There are different capital limits for Scotland.

Proposed policy changes:

In July 2012, the Government published the long-awaited social care White Paper. This constitutes the Government’s response to recommendations from the Commission on the Funding of Care and Support and the Law Commission’s Review of Adult Social Care.

In a bid to end national disparities about access to funding, the document contained proposals for a national minimum eligibility threshold for access to free social care. At the same time however, the time-frame for a decision on how to cap individual liability for care costs has not been specified.

The Government is also proposing that the elderly should be allowed to defer paying care fees until after their death, through applying for Government-backed loans. The loan would attract a nominal rate of interest, and would be repayable by relatives. It is expected the repayment would be made from proceeds of the sale of the deceased’s home. However, this proposal would not help the person wishing to leave their home for their relatives to inherit.


If a person has entered permanent residential care, the value of their home will not be counted for the purposes of the Financial Assessment if the house is occupied by their spouse or civil partner; an incapacitated relative under 60 or financially-dependent child under 16. However, if a person’s partner has died, their home may be vulnerable to care costs.

Therefore, it may be prudent for a couple to change the type of ownership of their property, from Joint Tenancy (which is the usual method of ownership in younger years) to Tenants In Common. This strategy could also assist with Inheritance Tax liabilities. Becoming Tenants In Common would mean each partner would own 50% of the property.

The couple could then set up individual wills to bequeath their share of the property to either a Property Trust or a Family Trust. When one partner dies, their share of the property is left to the Trust, whose beneficiaries could be their children or grandchildren.

If the surviving partner wishes to leave the home to enter residential care, then their share of the home could be assessed for a contribution to care costs. However, if part of the home was owned by the beneficiaries of the deceased person, then it might be more difficult to realise any value by selling the property, because those beneficiaries could reside in the property.  In which case, the property could be valued by the Department of Health as nil for the purposes of care fees.

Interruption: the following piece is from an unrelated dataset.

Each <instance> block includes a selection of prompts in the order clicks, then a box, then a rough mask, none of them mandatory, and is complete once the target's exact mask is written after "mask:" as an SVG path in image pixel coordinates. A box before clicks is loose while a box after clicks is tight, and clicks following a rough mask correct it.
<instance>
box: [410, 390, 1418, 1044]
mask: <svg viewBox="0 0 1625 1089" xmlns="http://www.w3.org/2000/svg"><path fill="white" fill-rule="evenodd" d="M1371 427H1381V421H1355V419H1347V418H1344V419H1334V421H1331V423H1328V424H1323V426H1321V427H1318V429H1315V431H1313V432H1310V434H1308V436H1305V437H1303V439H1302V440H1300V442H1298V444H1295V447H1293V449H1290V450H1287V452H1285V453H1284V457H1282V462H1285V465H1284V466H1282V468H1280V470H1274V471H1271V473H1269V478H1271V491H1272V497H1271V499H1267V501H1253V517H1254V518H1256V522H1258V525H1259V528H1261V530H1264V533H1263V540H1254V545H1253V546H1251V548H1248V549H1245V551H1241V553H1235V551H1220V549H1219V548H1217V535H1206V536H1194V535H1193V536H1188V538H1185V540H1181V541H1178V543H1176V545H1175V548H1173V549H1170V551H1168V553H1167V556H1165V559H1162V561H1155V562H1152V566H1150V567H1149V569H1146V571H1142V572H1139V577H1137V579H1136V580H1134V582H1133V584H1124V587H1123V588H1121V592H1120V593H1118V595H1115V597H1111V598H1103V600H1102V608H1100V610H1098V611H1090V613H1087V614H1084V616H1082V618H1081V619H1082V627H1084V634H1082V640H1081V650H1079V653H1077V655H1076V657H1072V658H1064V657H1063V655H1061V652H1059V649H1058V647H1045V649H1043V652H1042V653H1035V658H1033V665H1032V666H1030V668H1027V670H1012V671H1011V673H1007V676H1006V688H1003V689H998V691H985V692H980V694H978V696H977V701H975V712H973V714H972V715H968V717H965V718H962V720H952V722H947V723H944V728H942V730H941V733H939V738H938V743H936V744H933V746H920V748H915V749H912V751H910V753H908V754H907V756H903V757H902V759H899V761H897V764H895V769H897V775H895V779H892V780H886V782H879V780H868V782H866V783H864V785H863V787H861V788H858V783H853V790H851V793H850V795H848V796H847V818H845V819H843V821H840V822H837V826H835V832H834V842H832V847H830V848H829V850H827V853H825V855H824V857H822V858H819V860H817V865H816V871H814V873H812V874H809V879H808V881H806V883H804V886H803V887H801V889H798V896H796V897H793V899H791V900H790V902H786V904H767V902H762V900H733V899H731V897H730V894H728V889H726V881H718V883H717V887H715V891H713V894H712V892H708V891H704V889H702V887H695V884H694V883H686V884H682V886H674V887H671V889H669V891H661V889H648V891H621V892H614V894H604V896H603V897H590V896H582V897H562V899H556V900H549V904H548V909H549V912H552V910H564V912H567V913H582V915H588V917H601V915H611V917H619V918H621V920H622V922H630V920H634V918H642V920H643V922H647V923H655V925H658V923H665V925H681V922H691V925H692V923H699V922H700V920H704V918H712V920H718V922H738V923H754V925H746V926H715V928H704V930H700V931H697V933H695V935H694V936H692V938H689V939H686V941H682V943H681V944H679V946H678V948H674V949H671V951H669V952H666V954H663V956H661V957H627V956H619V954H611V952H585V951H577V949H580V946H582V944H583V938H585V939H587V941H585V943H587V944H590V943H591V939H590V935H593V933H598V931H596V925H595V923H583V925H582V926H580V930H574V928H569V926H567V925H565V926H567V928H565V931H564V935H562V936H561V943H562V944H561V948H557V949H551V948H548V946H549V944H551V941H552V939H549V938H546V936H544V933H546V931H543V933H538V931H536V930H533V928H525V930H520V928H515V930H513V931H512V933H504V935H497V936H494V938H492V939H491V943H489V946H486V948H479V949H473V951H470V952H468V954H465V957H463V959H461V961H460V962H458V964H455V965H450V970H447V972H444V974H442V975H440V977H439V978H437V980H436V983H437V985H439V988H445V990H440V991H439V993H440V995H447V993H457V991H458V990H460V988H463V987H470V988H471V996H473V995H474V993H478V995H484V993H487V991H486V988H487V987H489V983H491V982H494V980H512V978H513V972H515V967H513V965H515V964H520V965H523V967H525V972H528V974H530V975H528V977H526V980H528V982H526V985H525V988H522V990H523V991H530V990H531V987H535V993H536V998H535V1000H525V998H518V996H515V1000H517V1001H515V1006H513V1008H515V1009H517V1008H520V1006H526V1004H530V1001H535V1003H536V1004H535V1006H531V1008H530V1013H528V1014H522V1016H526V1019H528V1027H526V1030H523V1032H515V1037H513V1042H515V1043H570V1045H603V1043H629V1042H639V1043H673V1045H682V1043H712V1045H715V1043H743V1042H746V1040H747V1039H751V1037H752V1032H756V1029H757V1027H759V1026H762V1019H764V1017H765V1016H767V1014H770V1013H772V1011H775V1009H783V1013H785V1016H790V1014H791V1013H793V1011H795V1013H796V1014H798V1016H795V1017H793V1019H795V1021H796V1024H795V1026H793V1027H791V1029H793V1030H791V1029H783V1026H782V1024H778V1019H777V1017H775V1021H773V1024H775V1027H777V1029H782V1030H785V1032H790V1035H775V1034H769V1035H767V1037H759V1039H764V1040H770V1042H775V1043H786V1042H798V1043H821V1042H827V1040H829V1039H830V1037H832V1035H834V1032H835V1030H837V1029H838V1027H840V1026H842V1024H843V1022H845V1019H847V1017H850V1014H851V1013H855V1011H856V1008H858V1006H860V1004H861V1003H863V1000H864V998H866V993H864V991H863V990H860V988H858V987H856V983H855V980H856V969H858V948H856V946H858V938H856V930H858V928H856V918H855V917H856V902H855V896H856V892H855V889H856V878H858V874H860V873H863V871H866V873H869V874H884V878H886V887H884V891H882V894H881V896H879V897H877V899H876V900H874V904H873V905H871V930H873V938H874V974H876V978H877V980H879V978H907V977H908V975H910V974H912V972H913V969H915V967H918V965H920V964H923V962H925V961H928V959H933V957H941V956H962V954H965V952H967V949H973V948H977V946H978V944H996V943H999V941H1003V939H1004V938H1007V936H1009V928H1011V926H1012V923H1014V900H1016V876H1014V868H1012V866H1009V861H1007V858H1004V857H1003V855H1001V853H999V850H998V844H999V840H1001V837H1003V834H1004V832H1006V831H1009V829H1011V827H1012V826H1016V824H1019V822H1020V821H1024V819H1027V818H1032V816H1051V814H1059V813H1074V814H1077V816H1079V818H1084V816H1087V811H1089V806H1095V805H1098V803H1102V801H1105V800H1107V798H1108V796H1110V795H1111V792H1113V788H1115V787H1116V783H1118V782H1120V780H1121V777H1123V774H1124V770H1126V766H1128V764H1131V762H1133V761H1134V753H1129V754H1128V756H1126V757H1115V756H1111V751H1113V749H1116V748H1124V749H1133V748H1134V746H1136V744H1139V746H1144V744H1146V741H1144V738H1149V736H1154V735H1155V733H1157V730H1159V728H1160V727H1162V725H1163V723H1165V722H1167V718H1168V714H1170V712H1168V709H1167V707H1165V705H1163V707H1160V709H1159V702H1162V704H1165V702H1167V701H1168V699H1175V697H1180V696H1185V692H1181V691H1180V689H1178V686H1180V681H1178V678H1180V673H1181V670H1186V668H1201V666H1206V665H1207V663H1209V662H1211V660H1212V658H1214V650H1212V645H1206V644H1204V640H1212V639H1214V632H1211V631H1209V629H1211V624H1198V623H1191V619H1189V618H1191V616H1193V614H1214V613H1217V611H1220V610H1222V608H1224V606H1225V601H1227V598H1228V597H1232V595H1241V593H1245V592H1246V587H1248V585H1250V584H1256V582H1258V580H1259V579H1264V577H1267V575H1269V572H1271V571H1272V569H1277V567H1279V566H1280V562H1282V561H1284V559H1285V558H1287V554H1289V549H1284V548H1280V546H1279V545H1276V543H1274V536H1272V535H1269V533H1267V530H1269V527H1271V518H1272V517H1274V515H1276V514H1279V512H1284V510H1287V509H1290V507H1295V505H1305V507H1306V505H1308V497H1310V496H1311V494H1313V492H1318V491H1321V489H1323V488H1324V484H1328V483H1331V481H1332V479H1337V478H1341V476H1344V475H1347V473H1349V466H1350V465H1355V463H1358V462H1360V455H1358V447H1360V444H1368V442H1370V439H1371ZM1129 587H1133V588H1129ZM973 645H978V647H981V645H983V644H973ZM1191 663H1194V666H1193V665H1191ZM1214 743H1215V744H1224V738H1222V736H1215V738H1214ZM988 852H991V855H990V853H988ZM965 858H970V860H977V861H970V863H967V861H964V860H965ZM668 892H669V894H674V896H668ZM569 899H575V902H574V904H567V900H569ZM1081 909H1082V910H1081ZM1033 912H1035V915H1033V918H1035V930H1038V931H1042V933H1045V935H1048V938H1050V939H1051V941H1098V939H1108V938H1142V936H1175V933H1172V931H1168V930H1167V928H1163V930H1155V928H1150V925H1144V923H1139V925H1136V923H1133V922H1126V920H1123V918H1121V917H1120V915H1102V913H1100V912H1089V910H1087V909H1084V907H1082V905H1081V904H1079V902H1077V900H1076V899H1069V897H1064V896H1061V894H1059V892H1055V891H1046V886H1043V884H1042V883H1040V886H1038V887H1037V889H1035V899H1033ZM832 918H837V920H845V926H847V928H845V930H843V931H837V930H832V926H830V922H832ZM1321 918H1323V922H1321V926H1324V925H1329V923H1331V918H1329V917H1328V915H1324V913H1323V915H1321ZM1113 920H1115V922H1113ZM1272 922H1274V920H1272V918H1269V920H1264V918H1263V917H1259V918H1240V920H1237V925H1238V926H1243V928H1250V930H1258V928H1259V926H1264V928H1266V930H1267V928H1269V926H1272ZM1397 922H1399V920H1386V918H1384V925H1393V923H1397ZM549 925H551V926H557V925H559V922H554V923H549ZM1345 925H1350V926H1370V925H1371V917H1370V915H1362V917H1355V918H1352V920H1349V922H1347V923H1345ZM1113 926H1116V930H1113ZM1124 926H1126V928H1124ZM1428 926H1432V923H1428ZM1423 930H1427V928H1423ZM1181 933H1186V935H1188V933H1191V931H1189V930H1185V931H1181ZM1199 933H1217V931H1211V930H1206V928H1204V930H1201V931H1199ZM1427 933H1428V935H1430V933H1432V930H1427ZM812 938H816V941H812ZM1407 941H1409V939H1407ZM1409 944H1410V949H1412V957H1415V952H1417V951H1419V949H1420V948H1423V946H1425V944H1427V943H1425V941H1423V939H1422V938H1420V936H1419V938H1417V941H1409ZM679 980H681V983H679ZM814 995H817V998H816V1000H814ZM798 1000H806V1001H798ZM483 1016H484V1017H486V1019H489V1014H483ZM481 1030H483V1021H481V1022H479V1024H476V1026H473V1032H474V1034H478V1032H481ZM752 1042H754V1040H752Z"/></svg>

Finally, an elderly person with a spouse or partner might be tempted to release some of the equity from their home to fund residential care fees. There are some schemes where the older home-owner’s partner or spouse could continue to live in the family home after they have moved into residential care. However the amount of interest on such a loan can increase rapidly the longer the elderly person lives, thus endangering the value of their asset for their inheritors.

It is recommended that an older home-owner obtains independent financial advice, as well as independent specialist legal advice, before signing an equity release contract. In addition, the home-owner should ensure the equity release company are members of SHIP (Safe Home Income Plans), a trade association whose guarantees surpass FSA regulation.